Have you stopped to consider just how much sugar might be lurking in your favourite Easter egg?
I don’t know about you, but I feel like I can’t go anywhere at the moment without seeing Easter eggs. They’re prominently displayed throughout supermarkets and advertised just about everywhere.
Now I don’t wish to be a kill joy, but the chocolate consumption that accompanies Easter is not good news for our health. I’ve got some pretty shocking facts to share with you about just how much sugar goes into our favourite Easter treats.
HOW MUCH SUGAR IS IN YOUR FAVOURITE EASTER EGG?

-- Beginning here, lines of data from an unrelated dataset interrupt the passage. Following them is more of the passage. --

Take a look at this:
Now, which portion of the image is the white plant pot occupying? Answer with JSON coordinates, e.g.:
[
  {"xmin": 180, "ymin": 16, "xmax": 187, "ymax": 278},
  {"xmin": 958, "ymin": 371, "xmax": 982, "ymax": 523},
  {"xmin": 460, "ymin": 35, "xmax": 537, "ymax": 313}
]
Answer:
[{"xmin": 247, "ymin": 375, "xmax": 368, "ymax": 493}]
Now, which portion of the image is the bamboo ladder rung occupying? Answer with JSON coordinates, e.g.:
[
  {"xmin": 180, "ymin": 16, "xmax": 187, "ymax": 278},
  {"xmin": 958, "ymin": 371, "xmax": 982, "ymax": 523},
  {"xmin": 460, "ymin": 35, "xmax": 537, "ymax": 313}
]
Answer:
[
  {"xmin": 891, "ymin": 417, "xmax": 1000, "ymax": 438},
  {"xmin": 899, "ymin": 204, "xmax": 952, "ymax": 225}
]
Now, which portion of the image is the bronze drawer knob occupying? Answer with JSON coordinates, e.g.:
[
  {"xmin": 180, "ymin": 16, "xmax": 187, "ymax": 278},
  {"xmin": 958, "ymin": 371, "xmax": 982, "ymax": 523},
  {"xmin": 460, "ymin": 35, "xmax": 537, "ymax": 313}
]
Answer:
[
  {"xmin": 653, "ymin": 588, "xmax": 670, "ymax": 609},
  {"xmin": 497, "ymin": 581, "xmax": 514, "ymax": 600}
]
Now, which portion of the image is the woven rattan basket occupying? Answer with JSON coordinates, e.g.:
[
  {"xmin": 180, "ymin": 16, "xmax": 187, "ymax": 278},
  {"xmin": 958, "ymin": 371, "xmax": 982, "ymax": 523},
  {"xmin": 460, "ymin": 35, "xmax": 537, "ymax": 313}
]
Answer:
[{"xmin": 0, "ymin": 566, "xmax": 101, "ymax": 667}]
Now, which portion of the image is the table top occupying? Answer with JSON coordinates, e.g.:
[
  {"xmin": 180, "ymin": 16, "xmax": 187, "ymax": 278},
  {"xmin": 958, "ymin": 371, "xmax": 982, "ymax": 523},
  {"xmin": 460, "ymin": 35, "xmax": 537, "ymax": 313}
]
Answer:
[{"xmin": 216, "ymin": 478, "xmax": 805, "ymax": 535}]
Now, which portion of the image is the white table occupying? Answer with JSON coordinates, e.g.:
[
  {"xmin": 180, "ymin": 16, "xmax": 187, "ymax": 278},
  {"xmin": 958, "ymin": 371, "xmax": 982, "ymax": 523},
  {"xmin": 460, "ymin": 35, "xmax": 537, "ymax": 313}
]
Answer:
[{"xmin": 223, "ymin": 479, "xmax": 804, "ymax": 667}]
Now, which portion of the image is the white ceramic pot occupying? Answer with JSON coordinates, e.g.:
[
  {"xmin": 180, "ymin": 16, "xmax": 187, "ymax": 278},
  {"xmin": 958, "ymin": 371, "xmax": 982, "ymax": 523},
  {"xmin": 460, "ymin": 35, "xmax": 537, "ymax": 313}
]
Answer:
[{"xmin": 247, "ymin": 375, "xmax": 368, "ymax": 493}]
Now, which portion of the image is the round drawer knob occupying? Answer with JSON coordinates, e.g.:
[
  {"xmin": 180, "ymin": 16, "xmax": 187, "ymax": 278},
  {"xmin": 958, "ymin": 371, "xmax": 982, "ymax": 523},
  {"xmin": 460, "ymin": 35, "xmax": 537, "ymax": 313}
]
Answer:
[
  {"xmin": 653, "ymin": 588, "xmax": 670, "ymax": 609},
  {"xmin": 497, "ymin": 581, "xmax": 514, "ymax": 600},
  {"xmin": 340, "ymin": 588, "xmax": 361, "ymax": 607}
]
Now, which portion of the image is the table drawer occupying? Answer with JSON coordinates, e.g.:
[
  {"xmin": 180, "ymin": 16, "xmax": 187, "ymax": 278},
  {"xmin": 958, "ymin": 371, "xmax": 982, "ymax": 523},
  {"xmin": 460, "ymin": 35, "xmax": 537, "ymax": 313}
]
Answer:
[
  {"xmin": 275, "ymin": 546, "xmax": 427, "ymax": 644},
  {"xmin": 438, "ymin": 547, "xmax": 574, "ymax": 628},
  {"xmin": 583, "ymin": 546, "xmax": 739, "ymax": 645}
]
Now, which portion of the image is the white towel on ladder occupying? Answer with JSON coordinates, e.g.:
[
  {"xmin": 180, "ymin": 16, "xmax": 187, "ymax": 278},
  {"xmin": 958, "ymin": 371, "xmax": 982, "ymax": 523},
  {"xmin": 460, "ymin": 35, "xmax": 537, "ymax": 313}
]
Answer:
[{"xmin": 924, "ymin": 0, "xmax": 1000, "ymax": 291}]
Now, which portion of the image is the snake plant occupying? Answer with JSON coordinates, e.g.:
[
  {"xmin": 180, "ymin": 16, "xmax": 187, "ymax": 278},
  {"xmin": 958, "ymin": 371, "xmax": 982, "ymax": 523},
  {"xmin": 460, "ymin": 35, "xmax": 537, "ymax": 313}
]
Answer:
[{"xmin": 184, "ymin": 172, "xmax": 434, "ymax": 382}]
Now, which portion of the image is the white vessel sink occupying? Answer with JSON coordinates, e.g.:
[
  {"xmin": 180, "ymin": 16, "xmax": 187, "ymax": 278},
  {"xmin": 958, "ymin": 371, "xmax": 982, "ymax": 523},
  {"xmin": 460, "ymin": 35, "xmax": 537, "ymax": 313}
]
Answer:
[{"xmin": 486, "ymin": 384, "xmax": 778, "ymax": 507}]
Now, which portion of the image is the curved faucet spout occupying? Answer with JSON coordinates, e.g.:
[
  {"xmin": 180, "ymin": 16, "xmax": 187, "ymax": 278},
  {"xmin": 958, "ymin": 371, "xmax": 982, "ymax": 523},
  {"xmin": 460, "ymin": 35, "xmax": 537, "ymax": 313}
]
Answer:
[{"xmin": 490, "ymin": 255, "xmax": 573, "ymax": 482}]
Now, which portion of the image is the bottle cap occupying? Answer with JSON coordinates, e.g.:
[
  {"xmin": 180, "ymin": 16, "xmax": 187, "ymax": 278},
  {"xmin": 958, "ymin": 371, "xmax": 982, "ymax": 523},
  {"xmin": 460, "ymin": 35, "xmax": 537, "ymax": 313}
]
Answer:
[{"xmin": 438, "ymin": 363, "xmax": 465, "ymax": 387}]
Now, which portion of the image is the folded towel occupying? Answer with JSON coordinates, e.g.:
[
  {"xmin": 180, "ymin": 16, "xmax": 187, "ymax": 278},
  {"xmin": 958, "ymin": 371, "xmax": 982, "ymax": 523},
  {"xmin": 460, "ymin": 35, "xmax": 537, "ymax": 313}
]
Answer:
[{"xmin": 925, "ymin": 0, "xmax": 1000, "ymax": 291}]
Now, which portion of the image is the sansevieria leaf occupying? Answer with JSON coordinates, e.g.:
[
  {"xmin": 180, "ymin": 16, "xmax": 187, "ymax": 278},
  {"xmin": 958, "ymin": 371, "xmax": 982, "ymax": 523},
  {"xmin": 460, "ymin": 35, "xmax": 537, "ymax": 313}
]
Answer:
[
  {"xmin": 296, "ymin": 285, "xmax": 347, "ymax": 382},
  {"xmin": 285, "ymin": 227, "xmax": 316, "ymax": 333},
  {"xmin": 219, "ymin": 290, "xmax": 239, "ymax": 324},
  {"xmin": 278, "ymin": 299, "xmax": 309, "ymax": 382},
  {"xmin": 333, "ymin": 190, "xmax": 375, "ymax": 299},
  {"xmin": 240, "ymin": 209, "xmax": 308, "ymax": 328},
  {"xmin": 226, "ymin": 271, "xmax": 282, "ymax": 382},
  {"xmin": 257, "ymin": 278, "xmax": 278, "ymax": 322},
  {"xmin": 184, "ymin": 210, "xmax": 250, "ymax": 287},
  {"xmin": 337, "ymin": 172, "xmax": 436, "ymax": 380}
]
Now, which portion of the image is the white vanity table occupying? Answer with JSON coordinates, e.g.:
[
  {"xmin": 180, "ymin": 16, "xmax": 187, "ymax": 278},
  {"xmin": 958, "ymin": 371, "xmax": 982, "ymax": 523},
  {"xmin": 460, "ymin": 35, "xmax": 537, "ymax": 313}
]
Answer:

As an example, let’s start with Cadbury Mini Eggs. They are over two thirds sugar containing 69g per 100g. This means that a moderately sized 80g bag contains the equivalent of 55g (or 14 teaspoons) of sugar. That’s before we get onto the 296g ‘family bag’ containing a whopping 204g (51 teaspoons) sugar.
To put this into perspective, it’s recommended that we ideally consume less than 5% of our total energy intake as sugar. Depending on your ideal calorie intake (for weight maintenance, not weight loss), this is a maximum of roughly 25g (6 teaspoons) per day.
For children under four, it is recommended they avoid food with added sugar altogether.
According to the packaging, a single serving of Mini Eggs is just eight eggs (17g / four teaspoons sugar). I don’t know about you but I would not find it easy to stop eating such a moreish treat after eight little eggs. I could quite happily polish off a whole 80g bag, no problem. And I’m sure I am not alone!
But eating one 80g bag of Mini Eggs means consuming more than double the ideal daily upper maximum.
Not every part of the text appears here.